Dasu (Ravi Teja) is the son of a counterfeit racketeer (Kota Srinivasa Rao). As his father goes to jail, Dasu becomes an orphan. He stops his education at 10th class and moves like a vagabond. On the other side, a smuggler used to smuggle drugs and arms into the country. But an honest police officer (Prakash Raj) hatches a plan and sends an informer Venu (Raja Ravindra) into their underworld. He stays with them for some time and passes on information to the police, with the help of which the police can bust the smugglers' team, though not the kingpin. The don's assistant, who was also a lawyer advises him to play the same trick and admit one of their henchmen into the police to get information from the reverse side. However, he should not be in police records but should be crooked and cunning. The smugglers' team's search ends with Dasu. The group threatens Dasu and makes him play like a puppet in their hands. To push him inside the police department, he should at least pass the tenth class. So, they admit him to a school, where he falls in love with a teacher Nakshatra (Ileana D'Cruz). However, she doesn't like him as he neither has good education nor good looks. After a few incidents, the don's right hand i.e., the lawyer tells Dasu to study well and become a police officer to win her love. Admitting the idea, Dasu turns into a good student and gets through the exam. Later, he becomes a constable and gets posted in traffic. The smugglers' unit hatches another plan and succeeds in pushing him into the crime police. After watching Dasu as a sincere police constable, Nakshatra too starts liking him. Soon, in a turn of events, Venu who was Nakshatra's brother is killed at the hands of Dasu at the behest of the don. She chides Dasu and starts hating him. Dasu starts disliking his job since he became a police officer only to win her love. As he lost her love, Dasu turns against the don and finally kills him. Nakshatra learns from the lawyer that her brother died at the hands of the don, she reunites with Dasu and the film ends on a happy note.

== Music ==

The music of the film released on 14 November 2006 statewide. The film has six songs composed by M. M. Keeravani. The song "Aa Gaganamlo" has tunes borrowed from the song "The Next Episode" by American rapper Dr. Dre. The song "Doma Kudithe Chicken Huniya" was based on the song "Aa Mudhal Akku" composed by Srikanth Deva for the Tamil movie Jithan.
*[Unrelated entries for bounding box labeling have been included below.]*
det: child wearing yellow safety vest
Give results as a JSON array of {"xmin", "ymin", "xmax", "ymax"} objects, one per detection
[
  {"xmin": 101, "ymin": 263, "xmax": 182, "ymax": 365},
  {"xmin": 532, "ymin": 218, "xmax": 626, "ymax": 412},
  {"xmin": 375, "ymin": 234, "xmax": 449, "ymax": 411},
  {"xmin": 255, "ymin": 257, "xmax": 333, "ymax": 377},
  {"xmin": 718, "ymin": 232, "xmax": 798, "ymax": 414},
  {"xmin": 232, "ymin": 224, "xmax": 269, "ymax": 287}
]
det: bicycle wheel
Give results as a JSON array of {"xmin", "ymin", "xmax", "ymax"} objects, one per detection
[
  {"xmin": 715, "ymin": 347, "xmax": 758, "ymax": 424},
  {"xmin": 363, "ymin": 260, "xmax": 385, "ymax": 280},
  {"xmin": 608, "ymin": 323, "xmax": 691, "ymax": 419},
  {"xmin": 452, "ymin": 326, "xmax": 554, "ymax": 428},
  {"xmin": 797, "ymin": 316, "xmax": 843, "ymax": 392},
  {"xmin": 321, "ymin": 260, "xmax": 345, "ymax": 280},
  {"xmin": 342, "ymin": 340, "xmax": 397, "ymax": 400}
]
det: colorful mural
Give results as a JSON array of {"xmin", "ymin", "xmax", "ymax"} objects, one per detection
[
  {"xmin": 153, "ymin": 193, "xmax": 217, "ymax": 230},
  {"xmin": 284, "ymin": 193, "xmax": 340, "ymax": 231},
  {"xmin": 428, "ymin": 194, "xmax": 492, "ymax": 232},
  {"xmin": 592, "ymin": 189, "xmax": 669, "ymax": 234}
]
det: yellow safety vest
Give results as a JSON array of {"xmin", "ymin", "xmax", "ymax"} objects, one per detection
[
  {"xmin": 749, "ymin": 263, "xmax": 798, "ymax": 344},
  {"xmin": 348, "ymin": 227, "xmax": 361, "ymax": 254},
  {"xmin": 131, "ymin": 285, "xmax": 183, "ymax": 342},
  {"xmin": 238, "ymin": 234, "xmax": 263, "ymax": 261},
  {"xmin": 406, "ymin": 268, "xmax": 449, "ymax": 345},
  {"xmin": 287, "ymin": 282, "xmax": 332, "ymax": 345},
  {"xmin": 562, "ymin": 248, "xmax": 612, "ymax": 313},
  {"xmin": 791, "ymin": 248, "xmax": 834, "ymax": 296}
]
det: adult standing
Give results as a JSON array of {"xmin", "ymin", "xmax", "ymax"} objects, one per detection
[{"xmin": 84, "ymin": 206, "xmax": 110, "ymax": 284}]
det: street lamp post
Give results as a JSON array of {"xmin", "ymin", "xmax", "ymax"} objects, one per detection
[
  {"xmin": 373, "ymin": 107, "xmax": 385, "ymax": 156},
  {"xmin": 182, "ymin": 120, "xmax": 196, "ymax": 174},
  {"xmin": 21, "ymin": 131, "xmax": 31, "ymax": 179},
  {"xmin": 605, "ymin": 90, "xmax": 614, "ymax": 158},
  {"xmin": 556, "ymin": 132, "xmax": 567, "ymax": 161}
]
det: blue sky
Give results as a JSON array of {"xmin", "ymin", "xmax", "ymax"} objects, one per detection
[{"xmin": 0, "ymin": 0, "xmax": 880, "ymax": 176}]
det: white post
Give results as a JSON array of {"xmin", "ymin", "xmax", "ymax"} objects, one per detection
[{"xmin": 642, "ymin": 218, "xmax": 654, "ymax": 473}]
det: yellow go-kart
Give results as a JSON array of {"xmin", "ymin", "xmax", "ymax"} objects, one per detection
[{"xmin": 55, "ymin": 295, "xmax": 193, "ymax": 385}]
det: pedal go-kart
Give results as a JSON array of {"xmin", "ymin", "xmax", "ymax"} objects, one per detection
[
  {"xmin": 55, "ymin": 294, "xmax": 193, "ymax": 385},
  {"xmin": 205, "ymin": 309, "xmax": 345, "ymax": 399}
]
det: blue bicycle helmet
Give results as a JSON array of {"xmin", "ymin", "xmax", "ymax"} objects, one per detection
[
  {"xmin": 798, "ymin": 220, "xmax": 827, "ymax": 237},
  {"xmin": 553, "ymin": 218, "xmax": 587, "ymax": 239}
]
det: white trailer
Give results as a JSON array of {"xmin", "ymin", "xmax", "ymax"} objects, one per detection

| No. | Title | Lyrics | Singer(s) | Length |
|---|---|---|---|---|
| 1. | "Aa Gaganamlo" | Chandrabose | Geetha Madhuri, Nani, Noyel |  |
| 2. | "Bujji Bujji Papa" | Jonnavittula Ramalingeswara Rao | Gayatri R., Noyel, Shankar Mahadevan |  |
| 3. | "Doma Kudithe Chikungunya" | Chandrabose | Shankar Mahadevan, Chithra | 5.06 |
| 4. | "Love Chese Vallaki" | Bhasha Sree | Ulaganathan, Venu Madhav |  |
| 5. | "Maatante Maateraa" | Chandrabose | Tippu |  |
| 6. | "Vestaavaa" | Shiva Shakthi Datta | Shankar Mahadevan, Chithra |  |

== Reception ==
Rediff.com critic G P Aditya Vardhan rated the film 1.5/5 and criticized the film for poor writing and direction. "The music by Keeravani is pathetic. So are the dance numbers. The double entendre and the bizarre stunts hurt. Only a miracle can save this film," he wrote. Alluru Rahim of Zamin Ryot gave also a negative review for the film. Jeevi of Idlebrain.com wrote that "Director Amma Rajasekhar could not do the execution right". A critic from Sify wrote, "Choreographer Amma Rajashekar who made successful debut as director with Ranam has directed this. Confused story, jaded screenplay with too many mass elements, boring songs- all mar the tempo".